1. 業界特化型モデルの構築(製造・金融・医療)
一般的な LLM は、インターネット上のデータで学習しているため、極めてニッチな専門用語や記号を正しく扱えません。
- 製造業:
- 工場内のセンサーログ、独自の設計図面記号、社内規格のコードなどを学習させることで、異常検知の精度向上や、熟練工のノウハウ継承(暗黙知の言語化)に活用できます。
- 創薬・化学:
- 特殊な分子構造式や、実験データの記述形式を「言語」として学習させることで、新素材の探索や実験結果の予測精度の向上が期待できます。Nimbus Therapeutics などのバイオ企業がすでに参加しているのもこのためです。
2. 言語・文化への深い適応
- マイナー言語・方言:
- インターネット上にデータが少ない言語や、特定の地域の方言、あるいは若者言葉や社内スラングなどを学習させることで、ターゲット層に完全にマッチした対話モデルを作成できます。
- 企業文化(Culture)の反映:
- 「弊社の社員らしい回答」や「ブランドボイス」を徹底させたい場合、プロンプトでの指示には限界があります。学習段階で膨大な社内メールや日報、企画書を読ませることで、その会社の「空気感」を理解した AI を作ることが可能になります。
3. 高度なセキュリティ要件とクローズド環境
- データレジデンシーと秘匿性:
- 金融機関や政府機関など、外部 API にデータを送信すること自体がリスクとなるケースです。Nova Forge で作成したモデルは、自社の AWS アカウント(VPC 内)で管理される Bedrock のプライベートモデルとして扱えます。 学習データそのものが極秘(未発表の製品情報や個人情報を含むなど)である場合、外部に出さずに自社専用の「頭脳」として保有できる点は大きなメリットです。
改めてまとめ
最後に、Amazon Nova Forge の登場が示唆する未来についてまとめます。

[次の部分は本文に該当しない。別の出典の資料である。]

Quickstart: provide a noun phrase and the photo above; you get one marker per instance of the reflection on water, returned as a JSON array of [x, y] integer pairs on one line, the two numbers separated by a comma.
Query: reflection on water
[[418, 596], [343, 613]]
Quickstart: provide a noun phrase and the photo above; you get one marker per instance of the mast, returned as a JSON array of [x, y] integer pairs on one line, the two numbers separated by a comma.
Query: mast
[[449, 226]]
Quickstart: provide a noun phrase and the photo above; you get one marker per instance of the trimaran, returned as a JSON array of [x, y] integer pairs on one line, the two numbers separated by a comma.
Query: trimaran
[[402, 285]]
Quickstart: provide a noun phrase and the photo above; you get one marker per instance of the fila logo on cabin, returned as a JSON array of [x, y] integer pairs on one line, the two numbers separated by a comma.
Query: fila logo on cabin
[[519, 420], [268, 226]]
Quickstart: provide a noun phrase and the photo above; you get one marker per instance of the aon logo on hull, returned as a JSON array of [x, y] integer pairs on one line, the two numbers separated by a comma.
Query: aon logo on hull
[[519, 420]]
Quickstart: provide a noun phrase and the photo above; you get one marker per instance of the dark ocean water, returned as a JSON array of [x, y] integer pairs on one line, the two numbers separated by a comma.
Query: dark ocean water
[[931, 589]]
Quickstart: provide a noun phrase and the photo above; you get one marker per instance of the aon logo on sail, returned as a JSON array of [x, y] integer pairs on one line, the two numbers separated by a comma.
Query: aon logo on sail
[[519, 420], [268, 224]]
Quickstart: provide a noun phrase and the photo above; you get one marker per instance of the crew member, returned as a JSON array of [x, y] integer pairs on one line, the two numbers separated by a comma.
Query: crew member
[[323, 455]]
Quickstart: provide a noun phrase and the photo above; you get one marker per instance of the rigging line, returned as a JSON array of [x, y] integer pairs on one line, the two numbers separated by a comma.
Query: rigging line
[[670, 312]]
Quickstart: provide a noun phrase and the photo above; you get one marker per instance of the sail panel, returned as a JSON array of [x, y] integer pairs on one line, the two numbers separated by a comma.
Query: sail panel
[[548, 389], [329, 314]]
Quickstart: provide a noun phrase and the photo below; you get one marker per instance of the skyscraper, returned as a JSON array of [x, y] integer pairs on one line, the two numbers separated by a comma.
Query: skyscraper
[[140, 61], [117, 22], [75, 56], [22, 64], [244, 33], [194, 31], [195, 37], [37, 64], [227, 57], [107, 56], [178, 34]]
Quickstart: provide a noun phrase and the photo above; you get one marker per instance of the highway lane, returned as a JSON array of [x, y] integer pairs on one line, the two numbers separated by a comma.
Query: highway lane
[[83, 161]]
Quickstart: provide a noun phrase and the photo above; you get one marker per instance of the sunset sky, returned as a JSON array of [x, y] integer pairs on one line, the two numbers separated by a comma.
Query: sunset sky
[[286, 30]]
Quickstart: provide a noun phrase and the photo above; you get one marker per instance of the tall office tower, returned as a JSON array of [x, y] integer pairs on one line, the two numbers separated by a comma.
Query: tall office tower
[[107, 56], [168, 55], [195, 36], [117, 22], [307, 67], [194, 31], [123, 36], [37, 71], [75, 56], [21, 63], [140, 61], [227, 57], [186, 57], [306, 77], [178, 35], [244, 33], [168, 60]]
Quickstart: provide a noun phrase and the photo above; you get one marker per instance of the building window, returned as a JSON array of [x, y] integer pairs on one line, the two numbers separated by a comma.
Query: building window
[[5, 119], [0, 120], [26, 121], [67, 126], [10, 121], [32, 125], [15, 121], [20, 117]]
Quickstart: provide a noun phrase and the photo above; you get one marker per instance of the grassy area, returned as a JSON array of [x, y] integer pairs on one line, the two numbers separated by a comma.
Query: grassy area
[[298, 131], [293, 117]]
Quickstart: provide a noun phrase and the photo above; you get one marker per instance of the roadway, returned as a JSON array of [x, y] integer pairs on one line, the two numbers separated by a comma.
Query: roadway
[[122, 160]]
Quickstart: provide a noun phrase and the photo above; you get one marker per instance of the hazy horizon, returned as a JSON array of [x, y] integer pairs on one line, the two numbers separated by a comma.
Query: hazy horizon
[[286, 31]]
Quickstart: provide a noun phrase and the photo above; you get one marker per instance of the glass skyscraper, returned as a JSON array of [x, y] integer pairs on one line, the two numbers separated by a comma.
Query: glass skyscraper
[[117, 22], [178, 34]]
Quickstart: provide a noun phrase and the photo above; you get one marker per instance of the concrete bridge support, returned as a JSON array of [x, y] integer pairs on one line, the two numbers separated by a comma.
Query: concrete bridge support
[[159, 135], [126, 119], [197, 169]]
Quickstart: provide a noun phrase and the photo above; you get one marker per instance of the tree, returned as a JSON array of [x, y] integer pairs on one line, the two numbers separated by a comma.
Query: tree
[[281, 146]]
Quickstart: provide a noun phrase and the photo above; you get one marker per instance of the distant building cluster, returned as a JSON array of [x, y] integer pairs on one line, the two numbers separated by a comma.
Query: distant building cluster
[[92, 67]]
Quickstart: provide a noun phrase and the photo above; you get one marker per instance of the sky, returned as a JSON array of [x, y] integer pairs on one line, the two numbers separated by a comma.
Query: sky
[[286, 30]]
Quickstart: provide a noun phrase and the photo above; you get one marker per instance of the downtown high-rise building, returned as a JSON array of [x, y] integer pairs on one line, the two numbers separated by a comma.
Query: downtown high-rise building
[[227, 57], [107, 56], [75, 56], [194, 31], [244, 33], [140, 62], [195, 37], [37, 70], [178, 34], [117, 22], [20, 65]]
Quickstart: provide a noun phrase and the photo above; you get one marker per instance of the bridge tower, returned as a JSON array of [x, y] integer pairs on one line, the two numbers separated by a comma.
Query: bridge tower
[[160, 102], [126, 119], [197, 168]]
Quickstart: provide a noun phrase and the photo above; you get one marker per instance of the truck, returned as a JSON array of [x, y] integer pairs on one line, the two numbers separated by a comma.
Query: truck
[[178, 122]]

総括:「AI を使う会社」から「AI を鍛える会社」へ
これまで、高性能な LLM を作れるのは、OpenAI や Google、そして AWS のような巨大テック企業だけだと思われていました。しかし、Nova Forge の登場により、「自社のデータさえあれば、誰でも世界最高峰のフロンティアモデルをカスタマイズして保有できる」時代が到来しました。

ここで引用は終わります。